Duplicate records after ETL merge in inventory warehouse causing incorrect stock levels

We’re experiencing a critical issue with our inventory reporting system. After running ETL merge operations in our data warehouse, we’re seeing duplicate records for the same SKUs, which is causing our SSRS inventory reports to show inflated stock levels.

The ETL process uses a MERGE statement to upsert inventory data from multiple distribution centers. The merge logic is supposed to update existing records and insert new ones based on SKU and location. However, we’re ending up with 2-3 duplicate rows for some products.

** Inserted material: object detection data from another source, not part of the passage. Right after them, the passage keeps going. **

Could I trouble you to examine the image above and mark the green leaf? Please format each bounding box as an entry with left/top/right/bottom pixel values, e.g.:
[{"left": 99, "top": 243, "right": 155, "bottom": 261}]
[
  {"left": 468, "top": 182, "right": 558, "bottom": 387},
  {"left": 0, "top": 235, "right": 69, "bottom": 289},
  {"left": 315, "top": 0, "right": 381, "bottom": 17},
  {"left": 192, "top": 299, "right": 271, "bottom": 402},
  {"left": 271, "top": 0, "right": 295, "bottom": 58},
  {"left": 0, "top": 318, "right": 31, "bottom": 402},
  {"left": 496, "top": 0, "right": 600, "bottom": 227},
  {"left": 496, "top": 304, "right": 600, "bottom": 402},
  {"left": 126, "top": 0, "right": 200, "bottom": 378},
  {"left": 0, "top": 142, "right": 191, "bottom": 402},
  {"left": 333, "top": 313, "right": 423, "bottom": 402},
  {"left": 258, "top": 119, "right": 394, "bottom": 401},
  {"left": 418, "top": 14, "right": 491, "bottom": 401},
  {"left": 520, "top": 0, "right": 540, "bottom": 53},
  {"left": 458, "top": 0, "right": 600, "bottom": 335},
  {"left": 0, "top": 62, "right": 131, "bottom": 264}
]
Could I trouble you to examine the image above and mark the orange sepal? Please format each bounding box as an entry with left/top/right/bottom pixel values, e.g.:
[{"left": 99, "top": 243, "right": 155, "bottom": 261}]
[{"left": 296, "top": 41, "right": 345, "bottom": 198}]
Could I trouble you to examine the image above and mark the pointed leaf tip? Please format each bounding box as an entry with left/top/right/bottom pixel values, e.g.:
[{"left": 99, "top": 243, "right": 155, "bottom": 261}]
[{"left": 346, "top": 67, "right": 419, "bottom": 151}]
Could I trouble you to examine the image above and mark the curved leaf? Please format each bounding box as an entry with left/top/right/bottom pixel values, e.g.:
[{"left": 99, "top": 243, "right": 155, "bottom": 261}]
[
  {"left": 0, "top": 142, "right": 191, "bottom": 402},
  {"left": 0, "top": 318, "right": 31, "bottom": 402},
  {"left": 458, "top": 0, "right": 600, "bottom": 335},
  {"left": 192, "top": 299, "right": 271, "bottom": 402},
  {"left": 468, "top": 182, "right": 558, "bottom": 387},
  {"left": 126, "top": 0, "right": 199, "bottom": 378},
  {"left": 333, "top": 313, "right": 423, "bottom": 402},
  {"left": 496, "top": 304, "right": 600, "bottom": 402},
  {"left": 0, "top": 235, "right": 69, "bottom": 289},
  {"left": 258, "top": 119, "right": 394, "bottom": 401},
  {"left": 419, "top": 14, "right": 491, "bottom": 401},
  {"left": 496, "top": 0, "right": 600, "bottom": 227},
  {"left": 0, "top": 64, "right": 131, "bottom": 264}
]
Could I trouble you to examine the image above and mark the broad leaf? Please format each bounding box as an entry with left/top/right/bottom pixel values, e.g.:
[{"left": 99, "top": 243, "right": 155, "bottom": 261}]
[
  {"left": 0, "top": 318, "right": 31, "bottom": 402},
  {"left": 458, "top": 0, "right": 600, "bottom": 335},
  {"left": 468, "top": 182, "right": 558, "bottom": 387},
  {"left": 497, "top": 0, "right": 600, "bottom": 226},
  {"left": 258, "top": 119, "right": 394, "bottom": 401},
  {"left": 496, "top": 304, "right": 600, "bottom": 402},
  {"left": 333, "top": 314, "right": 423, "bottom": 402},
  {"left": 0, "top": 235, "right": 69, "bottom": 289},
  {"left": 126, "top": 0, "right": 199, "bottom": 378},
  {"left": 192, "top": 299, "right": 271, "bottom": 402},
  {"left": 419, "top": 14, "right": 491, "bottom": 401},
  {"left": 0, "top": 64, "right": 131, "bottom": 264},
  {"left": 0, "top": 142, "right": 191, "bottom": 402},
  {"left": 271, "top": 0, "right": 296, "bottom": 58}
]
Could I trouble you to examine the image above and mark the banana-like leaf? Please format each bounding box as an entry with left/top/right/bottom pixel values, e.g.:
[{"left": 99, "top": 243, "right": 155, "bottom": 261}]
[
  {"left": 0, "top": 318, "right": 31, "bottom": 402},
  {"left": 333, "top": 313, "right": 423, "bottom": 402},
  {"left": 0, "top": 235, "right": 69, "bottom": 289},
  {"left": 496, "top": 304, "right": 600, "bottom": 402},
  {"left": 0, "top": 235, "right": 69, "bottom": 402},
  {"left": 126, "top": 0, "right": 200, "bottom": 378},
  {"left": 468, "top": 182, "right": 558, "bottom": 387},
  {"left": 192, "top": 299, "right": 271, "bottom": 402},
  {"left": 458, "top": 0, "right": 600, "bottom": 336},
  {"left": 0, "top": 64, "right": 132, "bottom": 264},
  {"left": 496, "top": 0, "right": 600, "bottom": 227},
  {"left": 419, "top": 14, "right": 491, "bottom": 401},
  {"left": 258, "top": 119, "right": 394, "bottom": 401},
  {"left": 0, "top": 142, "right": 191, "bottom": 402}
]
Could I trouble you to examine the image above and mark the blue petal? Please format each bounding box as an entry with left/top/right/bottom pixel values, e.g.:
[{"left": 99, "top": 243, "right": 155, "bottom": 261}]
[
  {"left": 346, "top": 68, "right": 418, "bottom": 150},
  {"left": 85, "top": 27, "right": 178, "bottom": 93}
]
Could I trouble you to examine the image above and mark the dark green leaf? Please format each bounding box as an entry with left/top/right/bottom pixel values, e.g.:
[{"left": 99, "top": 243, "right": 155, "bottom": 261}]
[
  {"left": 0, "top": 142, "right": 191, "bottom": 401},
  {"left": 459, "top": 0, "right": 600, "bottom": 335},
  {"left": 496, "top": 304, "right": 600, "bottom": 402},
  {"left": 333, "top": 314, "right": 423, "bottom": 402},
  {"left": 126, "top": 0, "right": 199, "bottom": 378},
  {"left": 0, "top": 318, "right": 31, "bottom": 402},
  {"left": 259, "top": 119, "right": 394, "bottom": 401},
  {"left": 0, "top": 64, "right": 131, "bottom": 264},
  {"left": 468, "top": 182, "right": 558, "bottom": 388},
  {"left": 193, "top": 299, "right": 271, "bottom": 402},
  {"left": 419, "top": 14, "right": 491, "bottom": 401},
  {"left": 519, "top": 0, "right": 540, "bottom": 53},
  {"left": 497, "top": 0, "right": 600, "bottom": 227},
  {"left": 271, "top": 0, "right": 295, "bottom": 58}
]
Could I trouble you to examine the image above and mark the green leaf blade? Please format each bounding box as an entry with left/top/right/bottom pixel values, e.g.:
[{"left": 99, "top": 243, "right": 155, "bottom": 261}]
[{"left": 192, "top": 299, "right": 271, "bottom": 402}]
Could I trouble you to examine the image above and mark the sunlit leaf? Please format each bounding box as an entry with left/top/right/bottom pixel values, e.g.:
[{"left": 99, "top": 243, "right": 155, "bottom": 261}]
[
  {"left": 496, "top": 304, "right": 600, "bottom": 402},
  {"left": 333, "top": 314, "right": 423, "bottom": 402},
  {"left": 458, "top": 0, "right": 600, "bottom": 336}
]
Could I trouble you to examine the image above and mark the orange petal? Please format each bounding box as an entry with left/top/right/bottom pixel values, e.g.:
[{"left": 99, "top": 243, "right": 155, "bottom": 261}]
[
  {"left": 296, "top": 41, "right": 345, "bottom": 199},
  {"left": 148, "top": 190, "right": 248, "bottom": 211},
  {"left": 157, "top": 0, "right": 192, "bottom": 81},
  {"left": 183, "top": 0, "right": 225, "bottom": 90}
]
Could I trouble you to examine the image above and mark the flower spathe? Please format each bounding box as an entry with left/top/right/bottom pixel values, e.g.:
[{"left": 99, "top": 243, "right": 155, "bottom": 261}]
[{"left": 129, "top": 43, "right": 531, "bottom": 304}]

MERGE INTO InventoryFact AS target
USING StagingInventory AS source
ON target.SKU = source.SKU AND target.LocationID = source.LocationID
WHEN MATCHED THEN UPDATE SET Quantity = source.Quantity
WHEN NOT MATCHED THEN INSERT (SKU, LocationID, Quantity) VALUES (source.SKU, source.LocationID, source.Quantity);

Our inventory data validation checks are failing, and warehouse managers are making decisions based on incorrect stock numbers. Has anyone dealt with deduplication in SQL after ETL merges?

ROW_NUMBER() works but can be slow on large datasets. Consider using a CTE with ROW_NUMBER() partitioned by SKU and LocationID, ordered by timestamp descending to keep the most recent record. Alternatively, create a cleaned staging table first using GROUP BY with MAX(timestamp) to identify the latest record for each SKU/Location combination. This is usually faster than window functions on big inventory tables.

Your MERGE statement looks correct at first glance, but I suspect the issue is in your source data. If StagingInventory has duplicates before the merge, you’ll get multiple inserts. Run a quick check to see if your staging table has duplicate SKU/LocationID combinations before the merge executes.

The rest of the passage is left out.